All VALORANT Ranks (lowest → highest)

Iron 1–3, Bronze 1–3, Silver 1–3, Gold 1–3, Platinum 1–3, Diamond 1–3, Ascendant 1–3, Immortal 1–3, Radiant.

Rank Distribution (example: V25 Act 3 from vstats.gg)

• Iron: 5.51%

• Bronze: 16.45%

• Silver: 21.72%

• Gold: 21.53%

• Platinum: 16.33%

• Diamond: 10.64%

• Ascendant: 6.19%

• Immortal: 1.58%

• Radiant: 0.05%

Placements & unlocks (per the guide)

• Competitive unlock: Account Level 20.

• First‑time placements: play 10 matches to receive your Overall Rank.

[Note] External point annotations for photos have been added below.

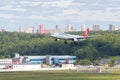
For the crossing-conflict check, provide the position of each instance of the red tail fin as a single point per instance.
(86, 32)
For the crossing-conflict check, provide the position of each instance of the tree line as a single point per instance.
(103, 46)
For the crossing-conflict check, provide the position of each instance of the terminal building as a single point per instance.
(48, 59)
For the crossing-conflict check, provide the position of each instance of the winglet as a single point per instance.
(86, 32)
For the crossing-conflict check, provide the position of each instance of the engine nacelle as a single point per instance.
(57, 39)
(82, 39)
(75, 39)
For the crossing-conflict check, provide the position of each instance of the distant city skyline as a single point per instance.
(31, 13)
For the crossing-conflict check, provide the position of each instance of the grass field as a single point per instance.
(58, 75)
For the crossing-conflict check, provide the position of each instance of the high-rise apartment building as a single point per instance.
(96, 27)
(83, 27)
(29, 30)
(69, 28)
(112, 27)
(42, 30)
(21, 30)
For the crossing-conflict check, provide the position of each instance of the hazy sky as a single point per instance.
(29, 13)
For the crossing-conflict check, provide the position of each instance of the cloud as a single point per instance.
(12, 8)
(8, 16)
(30, 3)
(57, 3)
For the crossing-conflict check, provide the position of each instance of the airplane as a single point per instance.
(74, 38)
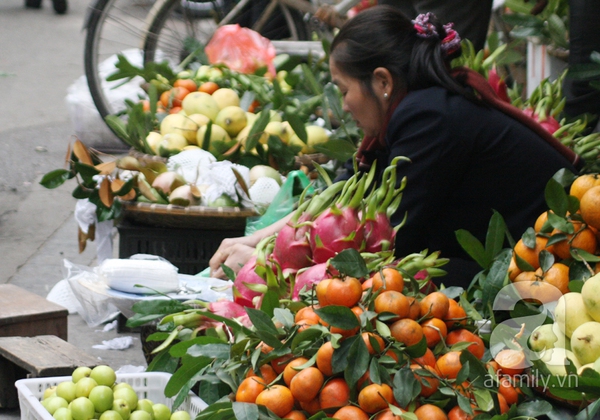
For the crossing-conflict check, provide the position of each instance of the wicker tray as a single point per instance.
(202, 217)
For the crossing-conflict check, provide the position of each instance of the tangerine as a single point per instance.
(448, 365)
(344, 292)
(435, 330)
(435, 305)
(277, 398)
(324, 356)
(477, 349)
(335, 393)
(350, 412)
(394, 302)
(430, 412)
(407, 331)
(375, 397)
(249, 389)
(392, 280)
(306, 384)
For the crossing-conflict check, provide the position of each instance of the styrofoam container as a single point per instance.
(149, 385)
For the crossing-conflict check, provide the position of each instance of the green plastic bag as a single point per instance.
(284, 202)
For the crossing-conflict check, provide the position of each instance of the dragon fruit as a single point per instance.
(247, 275)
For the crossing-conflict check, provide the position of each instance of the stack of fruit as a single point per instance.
(96, 394)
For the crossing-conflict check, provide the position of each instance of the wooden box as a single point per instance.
(26, 314)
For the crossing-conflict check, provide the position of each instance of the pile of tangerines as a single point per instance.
(565, 238)
(408, 343)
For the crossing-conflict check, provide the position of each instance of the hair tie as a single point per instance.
(451, 43)
(423, 25)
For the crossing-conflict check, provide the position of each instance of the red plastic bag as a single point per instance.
(241, 49)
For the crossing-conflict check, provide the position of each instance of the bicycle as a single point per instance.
(172, 29)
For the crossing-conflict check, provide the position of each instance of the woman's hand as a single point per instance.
(232, 252)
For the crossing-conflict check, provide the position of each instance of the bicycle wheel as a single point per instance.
(176, 30)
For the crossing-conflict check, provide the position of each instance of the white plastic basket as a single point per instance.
(149, 385)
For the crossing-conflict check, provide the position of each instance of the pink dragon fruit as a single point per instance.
(246, 276)
(312, 275)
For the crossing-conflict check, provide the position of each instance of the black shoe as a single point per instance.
(60, 6)
(33, 4)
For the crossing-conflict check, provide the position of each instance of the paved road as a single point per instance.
(41, 55)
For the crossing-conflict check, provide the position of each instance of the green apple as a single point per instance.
(104, 375)
(127, 394)
(121, 407)
(110, 415)
(82, 409)
(66, 390)
(102, 398)
(63, 413)
(161, 411)
(181, 415)
(84, 386)
(80, 372)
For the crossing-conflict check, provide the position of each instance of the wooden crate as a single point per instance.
(26, 314)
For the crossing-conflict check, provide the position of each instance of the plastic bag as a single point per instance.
(241, 49)
(283, 203)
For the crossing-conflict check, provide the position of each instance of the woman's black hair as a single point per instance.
(382, 36)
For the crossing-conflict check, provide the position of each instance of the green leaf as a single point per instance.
(359, 355)
(338, 316)
(55, 178)
(349, 262)
(406, 387)
(473, 247)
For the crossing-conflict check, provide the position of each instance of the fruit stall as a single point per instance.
(326, 321)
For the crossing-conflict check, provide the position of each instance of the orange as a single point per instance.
(311, 407)
(435, 305)
(429, 382)
(345, 292)
(394, 302)
(321, 291)
(266, 372)
(324, 355)
(208, 87)
(456, 315)
(295, 415)
(590, 207)
(392, 280)
(463, 335)
(188, 84)
(531, 255)
(368, 338)
(387, 414)
(428, 359)
(289, 372)
(375, 397)
(582, 184)
(350, 412)
(430, 412)
(558, 276)
(335, 393)
(407, 331)
(435, 330)
(511, 361)
(414, 308)
(172, 98)
(277, 398)
(508, 391)
(249, 389)
(448, 365)
(306, 384)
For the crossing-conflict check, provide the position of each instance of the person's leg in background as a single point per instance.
(471, 18)
(584, 32)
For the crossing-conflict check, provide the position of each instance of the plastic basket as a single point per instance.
(149, 385)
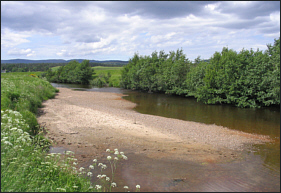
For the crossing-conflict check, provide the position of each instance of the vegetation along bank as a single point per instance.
(26, 165)
(245, 79)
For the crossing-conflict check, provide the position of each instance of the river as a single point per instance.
(260, 171)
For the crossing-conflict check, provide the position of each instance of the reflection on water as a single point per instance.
(260, 171)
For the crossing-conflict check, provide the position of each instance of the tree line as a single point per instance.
(245, 79)
(35, 67)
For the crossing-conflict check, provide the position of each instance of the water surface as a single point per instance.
(259, 171)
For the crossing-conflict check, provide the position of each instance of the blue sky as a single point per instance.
(115, 30)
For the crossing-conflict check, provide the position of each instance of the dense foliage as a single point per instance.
(245, 79)
(35, 67)
(73, 72)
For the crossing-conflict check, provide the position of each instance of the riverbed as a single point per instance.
(165, 154)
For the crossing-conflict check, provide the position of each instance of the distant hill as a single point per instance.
(25, 61)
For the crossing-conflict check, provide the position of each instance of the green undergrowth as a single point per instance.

• New Episode: 5 placement matches.

• New Act: 1 placement match (soft reset).

Rank Restrictions — who can queue together

Groups of 4 are not allowed (to protect solos). Duo/Trios must respect rank disparity rules:

• If lowest is Iron/Bronze → highest can be Silver (any tier).

• If lowest is Silver → highest can be Gold (any tier).

• If lowest is Gold → highest can be Platinum (any tier).

• If lowest is Platinum → highest can be Diamond (any tier).

• Ascendant/Immortal/Radiant → highest can be only one level above the lowest (e.g., lowest Ascendant 2 → highest Immortal 2).

• Five‑stacks are allowed, but RR gains/losses scale depending on rank spread.

Quick takeaways

• There are 25 ranks across nine tiers; no traditional rank decay, but placements and soft resets apply.

• Focus on improving MMR (performance vs expected outcome) to stabilize RR gains.

• Use the Act Rank triangle to track peak performance and plan goals per Act.